Throughout it all, she remained famously private.
She rarely did interviews. And Margolyes notes that Dame Maggie “didn’t like being on chat shows”, despite being good at them.
When she won her first Oscar in 1970, for her performance in The Prime of Miss Jean Brodie, she skipped the awards ceremony.
At the time, she was acting in a play in London. Many other actors would have let the understudy take over for the night, but not Dame Maggie.
She did show up to accept her Special Award Bafta in 1993, but her speech lasted a mere 30 seconds.

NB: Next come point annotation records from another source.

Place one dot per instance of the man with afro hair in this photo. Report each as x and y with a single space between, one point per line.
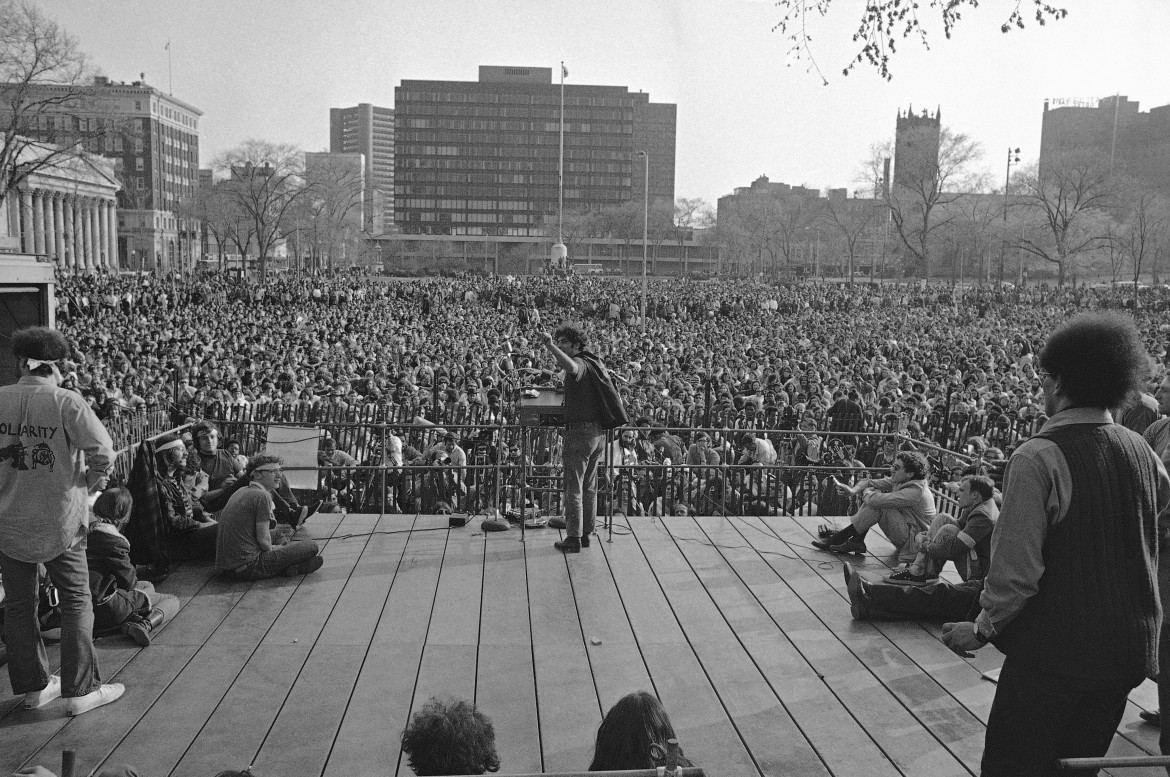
54 453
1071 596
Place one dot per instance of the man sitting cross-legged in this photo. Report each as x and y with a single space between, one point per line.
249 547
965 541
901 504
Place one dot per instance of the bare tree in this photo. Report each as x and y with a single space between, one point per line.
1144 228
852 220
46 95
885 23
792 217
212 207
332 203
625 222
1065 206
266 180
690 214
919 203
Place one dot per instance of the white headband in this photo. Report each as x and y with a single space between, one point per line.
172 444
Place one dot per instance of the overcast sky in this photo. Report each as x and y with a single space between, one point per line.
273 69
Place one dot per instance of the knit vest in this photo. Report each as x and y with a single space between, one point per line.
1096 614
593 397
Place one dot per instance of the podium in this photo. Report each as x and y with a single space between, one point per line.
542 406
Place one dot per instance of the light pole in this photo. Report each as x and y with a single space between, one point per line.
646 221
1013 158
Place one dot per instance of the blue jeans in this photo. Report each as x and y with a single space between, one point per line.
28 665
274 562
1038 717
580 456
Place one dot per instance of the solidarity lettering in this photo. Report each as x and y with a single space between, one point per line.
28 430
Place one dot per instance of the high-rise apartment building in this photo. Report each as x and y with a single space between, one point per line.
481 157
369 130
153 141
1115 131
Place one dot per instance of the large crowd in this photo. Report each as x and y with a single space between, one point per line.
951 365
825 396
352 342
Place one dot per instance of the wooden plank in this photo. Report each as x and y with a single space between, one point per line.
955 726
302 737
369 738
506 685
448 666
566 696
23 733
256 698
772 737
164 734
455 619
872 729
360 604
93 735
920 641
696 714
610 643
314 599
235 731
327 683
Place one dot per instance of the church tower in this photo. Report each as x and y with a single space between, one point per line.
916 146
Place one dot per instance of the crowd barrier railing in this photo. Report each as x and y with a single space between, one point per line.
949 430
513 470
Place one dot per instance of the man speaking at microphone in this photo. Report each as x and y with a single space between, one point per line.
592 405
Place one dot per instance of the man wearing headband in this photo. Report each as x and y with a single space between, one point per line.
55 453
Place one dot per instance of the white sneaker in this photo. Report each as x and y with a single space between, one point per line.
41 698
95 699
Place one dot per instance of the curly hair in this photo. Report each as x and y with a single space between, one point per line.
451 737
982 485
630 729
1098 358
260 460
114 506
914 462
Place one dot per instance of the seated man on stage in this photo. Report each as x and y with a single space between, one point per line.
249 547
901 504
965 541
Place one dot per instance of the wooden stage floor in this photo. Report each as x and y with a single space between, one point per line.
737 624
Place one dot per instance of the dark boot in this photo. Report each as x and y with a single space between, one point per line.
569 544
837 538
140 630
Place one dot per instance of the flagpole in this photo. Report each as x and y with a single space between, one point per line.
561 177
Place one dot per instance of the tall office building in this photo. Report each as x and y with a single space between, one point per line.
1115 131
153 141
481 157
369 130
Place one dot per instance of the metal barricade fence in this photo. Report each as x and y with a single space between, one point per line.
510 468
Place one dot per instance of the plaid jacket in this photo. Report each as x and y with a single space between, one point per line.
148 528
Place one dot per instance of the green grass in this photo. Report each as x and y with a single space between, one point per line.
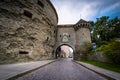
108 66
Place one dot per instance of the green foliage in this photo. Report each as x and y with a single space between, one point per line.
109 66
111 51
106 28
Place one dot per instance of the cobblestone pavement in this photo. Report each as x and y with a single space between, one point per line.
63 69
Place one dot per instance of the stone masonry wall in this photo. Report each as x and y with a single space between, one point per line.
82 36
27 30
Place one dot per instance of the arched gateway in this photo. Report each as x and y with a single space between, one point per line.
73 35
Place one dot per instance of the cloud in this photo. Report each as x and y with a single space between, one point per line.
70 11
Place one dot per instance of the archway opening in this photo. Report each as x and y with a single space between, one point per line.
64 51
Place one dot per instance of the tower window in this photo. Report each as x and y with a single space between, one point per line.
28 14
40 3
23 52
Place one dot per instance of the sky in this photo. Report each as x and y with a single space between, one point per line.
71 11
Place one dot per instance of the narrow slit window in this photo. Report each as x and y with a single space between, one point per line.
40 3
28 14
23 52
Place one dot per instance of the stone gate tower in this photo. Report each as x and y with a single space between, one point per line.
73 35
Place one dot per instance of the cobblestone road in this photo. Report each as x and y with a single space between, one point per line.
63 69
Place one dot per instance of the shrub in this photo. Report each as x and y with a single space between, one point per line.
112 52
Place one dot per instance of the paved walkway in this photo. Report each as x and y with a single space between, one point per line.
12 70
62 69
104 72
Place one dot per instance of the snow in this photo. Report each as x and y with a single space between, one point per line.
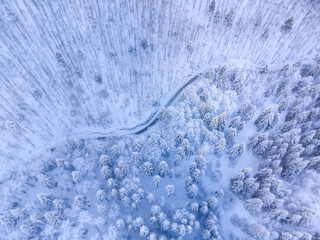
158 81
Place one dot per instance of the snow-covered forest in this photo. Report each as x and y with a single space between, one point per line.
160 120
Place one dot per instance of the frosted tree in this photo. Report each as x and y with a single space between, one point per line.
204 96
137 145
212 202
37 218
101 194
177 159
294 167
236 150
266 120
222 121
314 163
200 161
237 83
170 190
136 158
157 180
106 172
213 123
54 217
279 214
77 176
61 163
287 26
230 135
102 209
237 183
8 220
194 207
121 224
253 205
247 110
258 231
148 168
30 228
192 190
81 202
45 199
60 204
307 139
307 216
236 123
220 145
105 160
222 77
163 168
46 181
294 110
283 104
203 208
144 231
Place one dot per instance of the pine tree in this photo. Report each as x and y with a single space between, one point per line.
236 123
81 202
192 190
46 181
287 26
148 168
60 204
257 231
77 176
247 111
236 150
37 218
254 205
45 199
220 145
170 190
200 161
222 77
106 172
8 220
229 18
212 202
266 120
230 136
222 121
157 180
163 168
105 161
30 228
54 217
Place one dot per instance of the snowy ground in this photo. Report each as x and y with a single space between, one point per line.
160 120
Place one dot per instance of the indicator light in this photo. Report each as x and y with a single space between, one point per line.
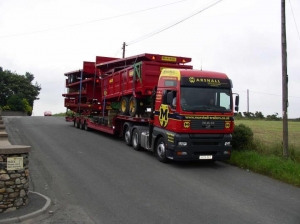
182 143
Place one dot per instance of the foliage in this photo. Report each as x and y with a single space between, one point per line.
5 107
241 137
276 167
273 117
27 108
15 84
15 103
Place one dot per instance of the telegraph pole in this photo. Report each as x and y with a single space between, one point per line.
284 82
123 49
248 100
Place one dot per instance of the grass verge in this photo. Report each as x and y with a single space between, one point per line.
285 170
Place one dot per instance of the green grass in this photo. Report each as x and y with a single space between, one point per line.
265 154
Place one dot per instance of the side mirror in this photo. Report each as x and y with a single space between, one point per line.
237 101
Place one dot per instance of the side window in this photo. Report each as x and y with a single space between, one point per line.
169 97
224 101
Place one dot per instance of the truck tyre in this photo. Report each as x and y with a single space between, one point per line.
161 150
86 127
136 143
81 125
127 136
133 106
124 107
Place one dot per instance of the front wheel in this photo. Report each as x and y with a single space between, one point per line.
161 150
136 144
81 125
86 127
127 136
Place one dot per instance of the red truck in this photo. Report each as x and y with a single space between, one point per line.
155 102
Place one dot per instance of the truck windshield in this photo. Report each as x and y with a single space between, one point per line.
197 99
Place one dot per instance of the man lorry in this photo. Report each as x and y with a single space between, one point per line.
155 102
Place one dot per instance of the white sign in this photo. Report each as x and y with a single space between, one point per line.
14 163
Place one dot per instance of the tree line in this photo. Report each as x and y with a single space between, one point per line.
256 115
17 93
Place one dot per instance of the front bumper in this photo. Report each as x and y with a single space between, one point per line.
200 146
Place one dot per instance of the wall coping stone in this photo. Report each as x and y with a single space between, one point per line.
14 149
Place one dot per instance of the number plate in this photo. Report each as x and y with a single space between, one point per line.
205 157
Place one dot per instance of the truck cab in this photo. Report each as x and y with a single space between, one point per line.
193 116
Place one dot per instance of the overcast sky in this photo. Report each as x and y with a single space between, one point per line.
241 38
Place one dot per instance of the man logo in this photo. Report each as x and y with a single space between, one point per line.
227 125
163 115
192 80
186 124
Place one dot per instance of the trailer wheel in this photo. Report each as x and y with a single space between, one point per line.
124 107
127 136
133 106
86 127
81 125
136 144
161 150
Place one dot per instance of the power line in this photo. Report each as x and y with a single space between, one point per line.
272 94
93 21
168 27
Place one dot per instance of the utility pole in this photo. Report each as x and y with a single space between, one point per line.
124 44
248 100
284 82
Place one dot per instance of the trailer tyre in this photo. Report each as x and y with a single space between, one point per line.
86 127
133 106
127 136
136 143
81 125
161 150
124 107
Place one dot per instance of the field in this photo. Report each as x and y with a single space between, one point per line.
268 136
270 132
265 154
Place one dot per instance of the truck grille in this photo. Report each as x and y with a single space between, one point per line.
207 124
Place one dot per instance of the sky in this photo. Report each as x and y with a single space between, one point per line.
241 38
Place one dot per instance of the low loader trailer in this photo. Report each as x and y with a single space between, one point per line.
155 102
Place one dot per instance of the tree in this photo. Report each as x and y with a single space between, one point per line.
15 102
15 84
259 114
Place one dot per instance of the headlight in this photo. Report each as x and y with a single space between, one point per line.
182 143
227 143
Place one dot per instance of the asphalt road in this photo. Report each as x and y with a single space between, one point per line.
93 177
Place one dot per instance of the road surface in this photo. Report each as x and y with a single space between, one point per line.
93 177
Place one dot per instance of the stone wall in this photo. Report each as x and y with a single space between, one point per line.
12 113
14 173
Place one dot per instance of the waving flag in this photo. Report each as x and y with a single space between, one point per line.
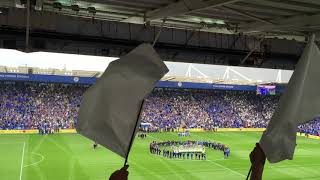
299 104
110 108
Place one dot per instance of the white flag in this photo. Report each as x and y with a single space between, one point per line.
299 104
110 108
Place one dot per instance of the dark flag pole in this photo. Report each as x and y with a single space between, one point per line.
134 130
249 173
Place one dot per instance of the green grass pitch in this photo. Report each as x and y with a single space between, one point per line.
71 157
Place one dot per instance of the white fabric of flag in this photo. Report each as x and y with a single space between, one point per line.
110 108
299 104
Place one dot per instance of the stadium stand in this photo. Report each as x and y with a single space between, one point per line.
37 105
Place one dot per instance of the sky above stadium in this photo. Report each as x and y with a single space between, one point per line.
70 62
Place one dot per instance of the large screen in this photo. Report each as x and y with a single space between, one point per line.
266 89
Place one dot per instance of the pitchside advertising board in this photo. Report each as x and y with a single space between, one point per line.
263 90
266 89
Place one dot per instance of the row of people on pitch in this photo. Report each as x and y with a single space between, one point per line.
184 155
142 135
214 145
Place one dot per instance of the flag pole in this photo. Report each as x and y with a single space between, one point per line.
133 133
249 173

“If it’s possible to be in films without taking your clothes off or killing people with machine guns. I seem to have indeed managed,” she said.
It all paints a picture of an actress who found the whole idea of being a star faintly embarrassing, despite having an entire Wikipedia page, external dedicated to the number of awards she has won.
“She was a very private person,” Lady Carnarvon added.
“I always wanted to respect that and not overstep any boundaries. Which I think she was in that way, just like her character on TV.”
But despite being determined to go under the radar whenever possible, Dame Maggie absolutely made her mark on everyone she met.
Perhaps her old friend, the late actor Kenneth Williams, put it best, in his diary entry about Dame Maggie in December 1962.
“The weather cold and dreary and mediocre audiences made [Dame Maggie’s] departure drab and unexciting. I didn’t say goodbye or anything, ‘cos I’d have cried.
“But that girl has a magic, and a deftness of touch in comedy that makes you really grateful, and she’s capable of a generosity of spirit that is beautiful.
“She’s one of those rare people who make things and places suddenly marvellous, just by being there. She’s adorable.”